Franklin’s List, a nonpartisan political action committee “dedicated to electing science, technology, engineering, and mathematics (STEM) professionals to public office” officially launched last month.
The PAC wants STEM specialists to win elections and address funding scientific research, education policy, and even curriculum specifics.
In Is Progress Possible?, C.S. Lewis foresaw the specialist’s inevitable rise in government:
Now I dread specialists in power because they are specialists speaking outside their special subjects. Let scientists tell us about sciences. But government involves questions about the good for man, and justice, and what things are worth having at what price; and on these a scientific training gives a man’s opinion no added value. Let the doctor tell me I shall die unless I do so-and-so; but whether life is worth having on those terms is no more a question for him than for any other man.

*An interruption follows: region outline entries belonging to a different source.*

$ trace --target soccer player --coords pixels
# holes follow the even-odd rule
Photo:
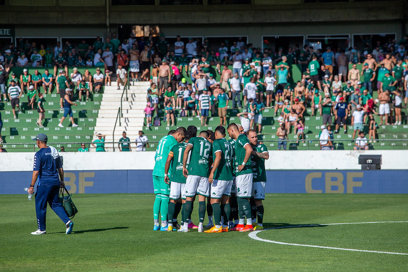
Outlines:
[[[263,205],[262,201],[265,199],[265,183],[267,182],[267,174],[265,172],[265,160],[269,159],[269,153],[266,146],[258,142],[258,135],[254,130],[247,132],[249,143],[252,147],[251,154],[251,161],[252,163],[252,197],[255,200],[256,214],[258,216],[258,224],[256,224],[255,218],[254,230],[263,229],[262,224],[263,220]]]
[[[65,234],[69,234],[72,232],[74,223],[69,220],[58,199],[60,187],[63,188],[65,186],[64,169],[58,152],[53,146],[47,146],[48,137],[44,133],[40,133],[33,140],[36,141],[40,150],[34,155],[33,179],[28,189],[29,193],[34,193],[34,185],[38,180],[35,193],[35,211],[38,229],[31,234],[37,235],[46,233],[47,203],[65,224]]]
[[[174,218],[175,211],[176,210],[177,201],[181,197],[181,221],[182,222],[188,221],[188,218],[186,218],[184,214],[185,206],[185,180],[186,178],[183,176],[183,156],[184,150],[188,143],[188,140],[193,137],[197,137],[197,128],[194,126],[189,126],[187,128],[187,132],[184,137],[184,142],[179,143],[172,148],[171,151],[169,153],[167,161],[164,166],[164,182],[170,184],[170,203],[169,204],[169,211],[167,218],[169,219],[167,231],[173,231],[173,224],[171,219]],[[169,177],[169,169],[171,166],[172,174]],[[170,183],[171,182],[171,183]],[[187,215],[187,217],[189,214]],[[183,226],[184,227],[184,226]],[[188,229],[181,228],[180,232],[187,232]]]
[[[251,205],[249,198],[252,192],[252,168],[251,166],[251,154],[252,148],[248,138],[241,134],[238,127],[235,123],[229,124],[227,128],[229,136],[236,140],[235,146],[235,186],[238,197],[238,211],[239,221],[238,225],[233,228],[232,231],[241,232],[250,231],[253,230]],[[247,225],[244,225],[245,217]]]
[[[156,194],[156,199],[153,205],[153,217],[154,219],[154,231],[161,230],[166,231],[167,214],[169,203],[170,199],[170,186],[164,182],[164,165],[165,159],[164,156],[169,154],[172,147],[177,144],[184,138],[186,129],[183,127],[178,128],[174,133],[162,138],[154,155],[155,161],[153,168],[153,190]],[[159,225],[159,213],[161,214],[161,227]]]
[[[204,232],[214,233],[228,231],[228,220],[231,214],[229,197],[232,186],[232,163],[233,149],[225,139],[225,128],[219,126],[215,129],[215,139],[212,142],[212,157],[214,163],[208,177],[211,183],[211,205],[214,214],[215,226]],[[221,225],[222,209],[224,211],[224,222]]]
[[[187,178],[185,183],[186,202],[185,211],[189,214],[193,199],[198,192],[198,214],[200,223],[198,232],[203,232],[203,222],[205,216],[205,197],[209,194],[209,183],[208,183],[208,170],[212,164],[212,146],[207,139],[209,135],[205,131],[200,132],[198,137],[191,138],[184,151],[183,156],[183,175]],[[190,154],[190,162],[187,168],[187,161],[188,154]],[[188,223],[184,222],[184,228],[188,228]]]

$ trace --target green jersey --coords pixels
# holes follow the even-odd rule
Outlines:
[[[27,91],[27,95],[30,99],[33,98],[36,94],[37,90],[34,90],[34,89],[32,90],[29,89]]]
[[[177,141],[173,135],[166,135],[160,139],[154,155],[155,162],[153,168],[153,176],[164,177],[164,166],[167,157],[172,148],[176,144]]]
[[[395,79],[402,78],[402,73],[404,72],[404,68],[402,66],[395,65],[392,69],[392,73]]]
[[[212,154],[211,143],[202,137],[194,137],[190,139],[187,145],[193,146],[190,152],[188,175],[208,177],[208,158]]]
[[[41,80],[41,76],[39,73],[38,75],[34,74],[31,78],[33,79],[33,81],[38,81]]]
[[[268,149],[265,144],[258,144],[253,147],[252,150],[259,153],[268,153]],[[257,156],[251,156],[251,165],[252,165],[252,172],[254,173],[254,182],[267,181],[267,174],[265,171],[265,159],[261,159]]]
[[[121,147],[122,148],[122,151],[130,151],[129,146],[130,146],[130,139],[127,137],[126,138],[121,138],[119,139],[119,142],[121,143]]]
[[[309,63],[309,71],[310,72],[310,76],[316,76],[319,75],[319,68],[320,68],[320,64],[317,60],[313,60]]]
[[[183,175],[183,155],[187,143],[185,142],[179,143],[173,146],[169,154],[173,156],[173,161],[170,166],[172,176],[170,177],[172,182],[185,183],[186,178]]]
[[[249,144],[249,141],[247,136],[244,134],[239,134],[238,138],[236,138],[236,141],[235,142],[234,146],[235,176],[249,174],[252,172],[252,168],[251,166],[251,157],[249,158],[248,161],[245,164],[245,166],[241,172],[239,172],[237,169],[237,167],[244,162],[244,159],[245,158],[245,153],[246,153],[244,146],[247,144]]]
[[[103,138],[100,140],[99,139],[93,141],[95,145],[97,146],[97,152],[105,152],[105,139]]]
[[[233,147],[225,138],[217,139],[212,142],[212,157],[215,159],[215,154],[221,153],[221,160],[214,172],[214,179],[219,180],[232,180],[233,169]]]

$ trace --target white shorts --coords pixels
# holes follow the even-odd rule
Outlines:
[[[185,183],[173,182],[170,183],[169,197],[173,200],[177,200],[181,195],[181,199],[185,199]]]
[[[231,196],[232,180],[214,180],[210,186],[211,199],[221,199],[223,194]]]
[[[255,123],[262,123],[262,114],[255,114],[254,116],[254,122]]]
[[[210,194],[209,184],[208,178],[189,175],[185,181],[185,196],[192,197],[198,192],[199,194],[208,197]]]
[[[265,181],[252,183],[252,196],[256,200],[265,199]]]
[[[390,114],[390,105],[388,103],[385,104],[380,104],[378,108],[378,111],[379,112],[380,115],[383,115],[384,114]]]
[[[130,71],[136,72],[139,71],[139,61],[138,60],[131,60],[129,63],[129,68]]]
[[[252,195],[253,174],[243,174],[235,177],[236,196],[238,197],[250,197]]]

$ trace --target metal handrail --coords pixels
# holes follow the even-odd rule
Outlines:
[[[122,94],[123,95],[123,94]],[[122,101],[121,101],[121,104],[122,104]],[[121,105],[122,106],[122,105]],[[116,120],[115,120],[115,126],[113,127],[113,132],[112,133],[112,144],[113,145],[113,152],[115,152],[115,130],[116,130],[116,125],[117,123],[117,118],[119,118],[119,127],[122,127],[122,123],[121,123],[121,117],[119,116],[119,113],[121,112],[121,108],[119,107],[118,109],[117,109],[117,113],[116,115]]]

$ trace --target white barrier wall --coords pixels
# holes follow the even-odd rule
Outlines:
[[[153,169],[154,152],[61,153],[67,170]],[[408,169],[408,151],[270,151],[270,170],[358,170],[360,155],[382,155],[383,169]],[[0,171],[31,171],[34,153],[0,154]],[[0,174],[1,179],[1,174]]]

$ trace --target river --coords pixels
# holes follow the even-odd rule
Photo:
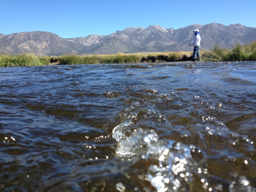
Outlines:
[[[0,191],[256,192],[256,70],[0,68]]]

Lewis’s point is not that scientists shouldn’t enter government. Entering government purely as a specialist is the problem, and that is exactly what Franklin’s List wants to see happen.
Scientists draw inferences from empirical data, whereas politics is concerned with the distribution of social and economic goods. Even if political science is labeled an empirical science, the science itself cannot make normative claims about the data it obtains. If data reveals that legalized substance x leads to obesity, it does not follow, on those grounds alone, that it is just or prudent to ban substance x. The former is a scientific claim—the latter, moral or political.
As scientists strictly concern themselves with empirical data, a STEM background does not imply uniquely good judgment to write policy based on, or aimed at, promoting science. Let’s pretend that climate change is affirmed by all members of Congress. This new acceptance says nothing of what public policy should or should not be enacted. Science tells us what is taking place; not what what we should do.
Admittedly, if policy based on scientific consensus is to be drafted, then scientific knowledge is a necessary ingredient. But what sort of political judgments are the STEM specialists concluding from their scientific research? The goal should be specific policy rather than a specialist trained in a certain discipline.